Илоты безумия

22
18
20
22
24
26
28
30

— Ну как ты здесь, Николай Платонович? Хотя что это я! Ясное дело — несладко, точнее тяжело. Я вот привез тебе письма от семьи, много приветов и добрых слов от начальства.

Пискин устроился напротив. Под его грузным телом жалобно скрипнул диван.

На какое-то мгновение наступила неловкая пауза. Пискин, выдав весь свой запас вежливости, собирался с мыслями, чтобы перейти к следующему этапу.

Кустов тоже молчал. Будь на месте Пискина любой другой офицер, Кустов забросал бы его вопросами. Все, что происходило в стране, было настолько неясным, что порождало тревогу, хотелось больше узнать о семье. Но полковник слишком хорошо знал Пискина и, оправившись от его неожиданного приема, выжидал.

Пискин неловко поерзал на диване. Скорее всего он не знал, с чего начать.

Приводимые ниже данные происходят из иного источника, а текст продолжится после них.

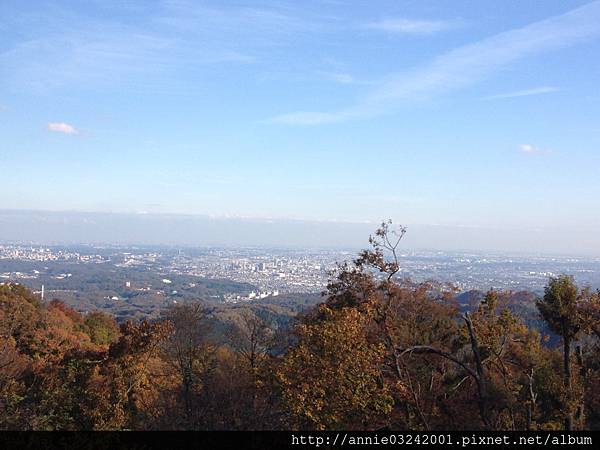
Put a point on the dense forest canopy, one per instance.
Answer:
(379, 352)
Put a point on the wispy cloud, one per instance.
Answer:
(72, 50)
(342, 78)
(533, 150)
(62, 127)
(464, 66)
(524, 93)
(411, 26)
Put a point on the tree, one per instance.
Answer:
(560, 309)
(332, 378)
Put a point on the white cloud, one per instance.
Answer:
(533, 150)
(408, 26)
(465, 65)
(342, 78)
(61, 127)
(524, 93)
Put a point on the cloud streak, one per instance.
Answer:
(410, 26)
(463, 66)
(533, 150)
(62, 127)
(524, 93)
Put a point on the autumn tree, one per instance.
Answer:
(560, 309)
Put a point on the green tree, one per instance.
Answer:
(560, 309)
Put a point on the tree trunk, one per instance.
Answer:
(568, 382)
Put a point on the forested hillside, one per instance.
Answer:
(377, 353)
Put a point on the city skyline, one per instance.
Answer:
(456, 119)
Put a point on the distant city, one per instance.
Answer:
(269, 272)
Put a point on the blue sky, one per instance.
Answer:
(462, 113)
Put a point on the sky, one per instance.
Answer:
(474, 115)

Сделав серьезный вид, он торжественно произнес:

— Я рад сообщить, Николай Платонович, мы представили тебя к государственной награде — ордену. Думаю, что если не вмешается какая-нибудь третья сила, то все будет в порядке.

Афганским властям мы сообщили о твоей информации, и они смогли не допустить вывоза ценностей из страны. Правда, нет сомнений, что Наджибулла и его кабинет долго не удержатся у власти. Мы прекращаем оказывать им помощь, и сейчас они должны рассчитывать на себя и свои резервы.

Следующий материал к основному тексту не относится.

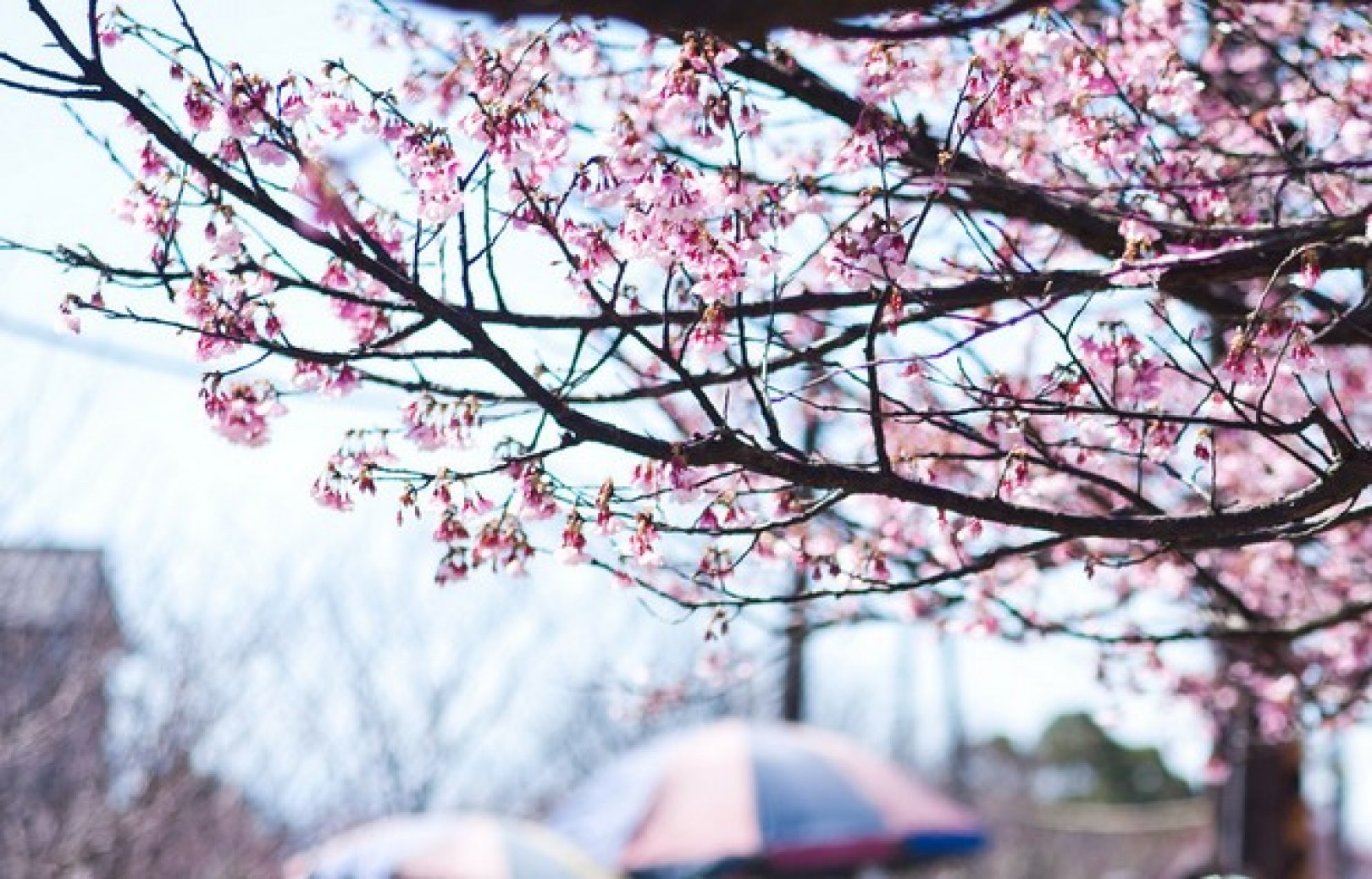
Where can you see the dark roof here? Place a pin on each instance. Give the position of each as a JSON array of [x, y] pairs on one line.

Передаю тебе благодарность руководства и за ценную информацию о подготовке нападения на ядерный центр в Кахутте. Появившаяся в печати информация и превентивные меры, предпринятые пакистанским руководством, сыграли соответствующую роль, и теперь за этот объект можно не беспокоиться.

— Как бы мои люди не погорели… — задумчиво сказал Кустов. — Я в своих сообщениях просил об этом.

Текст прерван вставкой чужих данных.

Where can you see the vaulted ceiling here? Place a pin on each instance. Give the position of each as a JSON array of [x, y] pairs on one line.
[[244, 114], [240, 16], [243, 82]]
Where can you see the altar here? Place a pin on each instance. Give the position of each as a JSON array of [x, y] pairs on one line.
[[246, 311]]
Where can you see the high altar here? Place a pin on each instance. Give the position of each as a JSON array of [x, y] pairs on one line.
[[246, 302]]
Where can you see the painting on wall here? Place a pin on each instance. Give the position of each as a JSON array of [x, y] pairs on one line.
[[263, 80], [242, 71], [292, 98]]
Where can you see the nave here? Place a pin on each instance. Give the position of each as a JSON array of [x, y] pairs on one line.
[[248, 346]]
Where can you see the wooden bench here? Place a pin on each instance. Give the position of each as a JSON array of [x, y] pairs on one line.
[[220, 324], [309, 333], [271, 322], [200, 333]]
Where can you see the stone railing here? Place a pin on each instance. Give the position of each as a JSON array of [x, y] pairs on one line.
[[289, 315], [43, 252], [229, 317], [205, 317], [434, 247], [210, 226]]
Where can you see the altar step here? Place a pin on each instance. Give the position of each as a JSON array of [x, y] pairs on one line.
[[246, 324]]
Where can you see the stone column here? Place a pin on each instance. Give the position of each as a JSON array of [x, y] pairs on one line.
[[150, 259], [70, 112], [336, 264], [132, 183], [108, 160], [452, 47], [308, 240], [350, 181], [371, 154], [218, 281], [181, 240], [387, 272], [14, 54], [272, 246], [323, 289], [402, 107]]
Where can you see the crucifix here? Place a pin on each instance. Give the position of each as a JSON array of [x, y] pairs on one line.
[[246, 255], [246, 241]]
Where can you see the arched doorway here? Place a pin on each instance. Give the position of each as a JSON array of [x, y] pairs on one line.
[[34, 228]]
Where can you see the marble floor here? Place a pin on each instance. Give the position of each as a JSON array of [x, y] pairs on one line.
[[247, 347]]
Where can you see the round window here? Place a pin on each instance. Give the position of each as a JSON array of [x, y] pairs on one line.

— Да, да. Сделано все на высшем уровне, комар носа не подточит.

— Эммануил Алексеевич, — не выдержал Кустов, — скажите, что в стране происходит?

— Что происходит? — переспросил Пискин. — Мы считаем, что агония. Надо ждать, что скоро страна развалится полностью. Партия довела… Я всегда говорил, что надо разгонять эту хевру. А эти, тоже мне переворотчики, я имею в виду Язова, Пуго, Лукьянова, нашего Крючкова. Я бы их к стенке — и дело с концом!

— Как к стенке?! А закон? Следствие, в конце концов?!

Кустов чувствовал, что заводится, но ничего сделать с собой не мог:

— Я же хорошо помню наши партсобрания, последнюю отчетно-выборную конференцию. Вы почти всегда выступали, призывали. Помню, как часто у вас звучало: «мы — вооруженный отряд партии», «мы — структурное, боевое подразделение партии»…

Пискин неожиданно громко расхохотался и прервал полковника. Затем генерал тяжело поднялся со своего места и, обойдя стол, остановился за спиной Кустова. Положил руки ему на плечи:

— Э, дорогой Николай Платонович, хочешь жить — умей вертеться. Попробуй скажи тогда что-нибудь против партии: место потеряешь, а вместе с погонами и голова слетит.

— Но в партии же миллионы людей, которые верят в идею. Другое дело — бездарные руководители, среди которых и хапуг, и карьеристов, и просто случайных людей немало. Вы же тоже — член партии, а всех — под одну гребенку!

— А я вышел из партии. Мне с ней не по пути.

— А с какой партией нам по пути, товарищ генерал?